Websense integrated with ASA

I have purchased Websense which can be imtegrated with my ASA, but before i deploy this. Is there a way to have the 'stand alone' version of Websense block ip addresses in addition to domian names?

thank you
dat.

Find more posts tagged with

Comments

Ahriakin

Not sure about Websense itself but you could install a software firewall to the server it's running on and simply write a block rule for the host (presuming you mean you are using it as in Proxy mode). But there is probably a way to block a specific host inside it.

rbutturini

Yeah you should be able to do this by creating a policy for it.

LOkrasa

When you say standalone do you mean Websense running on a standalone server or do you mean the version like WebSense Express or Enterprise?

datchcha

LOkrasa wrote:

When you say standalone do you mean Websense running on a standalone server or do you mean the version like WebSense Express or Enterprise?

Stand alone version, "Enterpirse Edition". I have my proxy server 'websense' configured and running, and i am monitoring traffic with Wireshark, but i still have users hitting sites which download like 10mb in a 4 mininute process. Before I had the option in IE to detect proxy select i saw this IP addresses and most of them are Social sites or online music/video which do not fall under the Websense database. To make matter worst, i have not clue of the domain names, becuase when i use Arin.net to check, i get results like Qwest, so i guess the sites are hosted on vurtial servers or soemthing of the like.
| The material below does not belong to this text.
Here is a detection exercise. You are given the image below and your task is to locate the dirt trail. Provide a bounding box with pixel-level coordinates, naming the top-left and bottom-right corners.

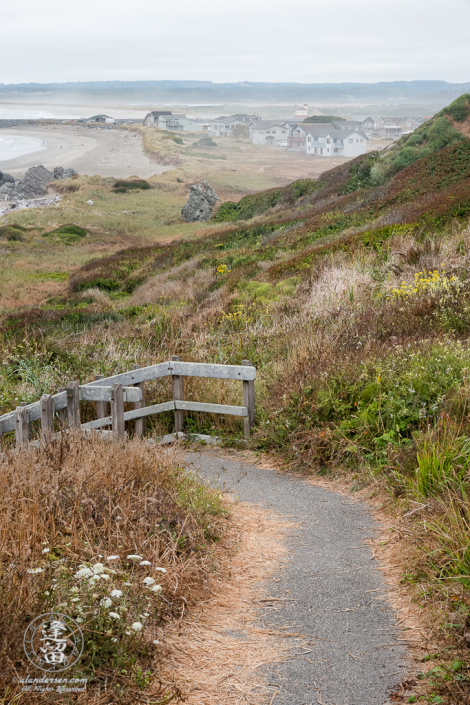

Hey saw you are in G.burg maryland, you are right up the street from me...Waht do you have to say about DC United 0 - 3 lost, and not to mention their 6th straight lost in a row...dark times for us...thanks...love the Polska image!!!! recognize!!!

thanks again

LOkrasa

datchcha wrote:

LOkrasa wrote:

When you say standalone do you mean Websense running on a standalone server or do you mean the version like WebSense Express or Enterprise?

Stand alone version, "Enterpirse Edition". I have my proxy server 'websense' configured and running, and i am monitoring traffic with Wireshark, but i still have users hitting sites which download like 10mb in a 4 mininute process. Before I had the option in IE to detect proxy select i saw this IP addresses and most of them are Social sites or online music/video which do not fall under the Websense database. To make matter worst, i have not clue of the domain names, becuase when i use Arin.net to check, i get results like Qwest, so i guess the sites are hosted on vurtial servers or soemthing of the like.

Hey saw you are in G.burg maryland, you are right up the street from me...Waht do you have to say about DC United 0 - 3 lost, and not to mention their 6th straight lost in a row...dark times for us...thanks...love the Polska image!!!! recognize!!!

thanks again

I do not think you can block up just IP alone but you can do that on the ASA itself via ACL. In order to block by domain name - Login to the Policy Server, Filter Definitions > Custom URLS > Choose Category and click Add. Type in the domain and add it in... This should be enough to be able to add in the domain to be blocked.

Another option is that you can block by protocol set so you can block Streaming Media, P2P File Sharing/etc...

Don't follow MLS because it literally puts me to sleep... way too slow. I watch the EPL alot but mostly Intl. games if they are on. I am from Poland so yeah I love the NT and especially Janczyk (guy in picture).